Palavras duras da esquerda à direita que fazem eco em várias personalidades com intervenção política ativa nesses tempos marcantes da História, como a então militante comunista Zita Seabra, que acusa o Presidente da República de «desvalorizar» a Ordem da Liberdade. «Dar a Ordem da Liberdade a Rosa Coutinho, que foi o grande responsável por uma guerra civil em Angola, que teve cerca de um milhão de mortos, é dar cabo e desvalorizar por completo a Ordem da Liberdade», começa por afirmar ao Nascer do SOL. Até porque «a Ordem da Liberdade a partir daí não tem sentido nenhum». «O facto de Marcelo ter aceite a lista entregue por Vasco Lourenço, que não foi aceite por todos os presidentes anteriores não faz sentido nenhum», continua, ironizando: «Acho que o Prof. Marcelo, enquanto Presidente da República, está a desvalorizar completamente as Ordens portuguesas. Há cantores que já receberam três medalhas e ainda estão vivos, isto não faz sentido nenhum. Isto parece aquele velho dito: ‘Foge cão que te fazem barão. Mas para onde, se me fazem Visconde?’. É absolutamente atual».
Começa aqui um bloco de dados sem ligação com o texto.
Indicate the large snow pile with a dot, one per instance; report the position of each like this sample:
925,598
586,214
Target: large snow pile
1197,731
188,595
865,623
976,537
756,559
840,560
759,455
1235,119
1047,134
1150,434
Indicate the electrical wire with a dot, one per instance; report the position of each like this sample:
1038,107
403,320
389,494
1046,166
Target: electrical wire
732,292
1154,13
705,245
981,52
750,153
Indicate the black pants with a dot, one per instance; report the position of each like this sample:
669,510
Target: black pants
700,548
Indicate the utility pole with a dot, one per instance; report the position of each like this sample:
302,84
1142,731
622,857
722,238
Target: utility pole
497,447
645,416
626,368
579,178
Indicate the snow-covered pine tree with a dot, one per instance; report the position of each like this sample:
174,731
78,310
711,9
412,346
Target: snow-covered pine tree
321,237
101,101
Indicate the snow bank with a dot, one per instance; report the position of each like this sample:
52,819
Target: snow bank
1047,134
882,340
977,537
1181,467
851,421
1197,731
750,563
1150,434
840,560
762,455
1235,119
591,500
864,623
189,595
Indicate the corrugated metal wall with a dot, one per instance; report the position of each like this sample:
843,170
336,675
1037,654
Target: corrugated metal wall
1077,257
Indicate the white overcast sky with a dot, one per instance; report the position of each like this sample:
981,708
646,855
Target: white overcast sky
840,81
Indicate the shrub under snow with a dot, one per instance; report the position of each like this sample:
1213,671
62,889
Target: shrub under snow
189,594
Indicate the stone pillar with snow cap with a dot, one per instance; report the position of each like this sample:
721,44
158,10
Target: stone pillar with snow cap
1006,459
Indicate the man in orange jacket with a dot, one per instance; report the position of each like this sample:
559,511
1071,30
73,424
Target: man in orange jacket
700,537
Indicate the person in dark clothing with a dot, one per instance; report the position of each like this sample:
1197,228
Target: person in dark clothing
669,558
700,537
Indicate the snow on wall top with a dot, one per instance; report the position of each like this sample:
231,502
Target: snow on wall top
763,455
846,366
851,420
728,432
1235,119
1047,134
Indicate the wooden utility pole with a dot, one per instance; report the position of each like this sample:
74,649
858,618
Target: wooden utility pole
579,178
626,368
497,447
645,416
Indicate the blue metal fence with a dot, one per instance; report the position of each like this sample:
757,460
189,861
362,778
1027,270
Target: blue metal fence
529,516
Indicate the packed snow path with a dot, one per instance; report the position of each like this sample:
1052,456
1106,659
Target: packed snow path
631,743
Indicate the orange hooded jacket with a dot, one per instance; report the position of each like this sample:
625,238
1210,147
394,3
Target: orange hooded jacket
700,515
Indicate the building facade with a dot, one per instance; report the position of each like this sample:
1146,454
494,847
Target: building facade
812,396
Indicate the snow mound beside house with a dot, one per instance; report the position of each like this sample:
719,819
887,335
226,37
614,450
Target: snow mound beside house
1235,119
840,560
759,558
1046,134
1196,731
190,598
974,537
Aliás, ainda em tom irónico, a antiga comunista e atual simpatizante da Iniciativa Liberal augura que vão ter de ser inventadas «outras Ordens com o próximo Presidente», porque «isto não faz sentido nenhum». Zita Seabra faz, no entanto, uma ressalva relativa a estas condecorações e à polémica em torno das mesmas: «Eu não misturo Spínola com Rosa Coutinho e com Vasco Gonçalves. Spínola teve uma importância grande no próprio 25 de Abril. Foi uma pessoa muito importante, sem ele não sei se teria acontecido, pelo menos da mesma maneira», argumenta, lembrando o livro Portugal e o Futuro. 

«Não se está a pacificar coisa nenhuma, até porque ninguém anda atrás de ninguém», acusa ainda Zita Seabra. «Agora, a República Portuguesa condecorar com a Ordem da Liberdade quem está a condecorar… até abre mais feridas. Conheço pessoas que receberam a Ordem da Liberdade e estão profundamente indignadas». 

«O que Marcelo vai condecorar são os militares que no 25 de Abril mudaram de campo. Viraram as espingardas a 180º», acrescenta ainda a antiga comunista.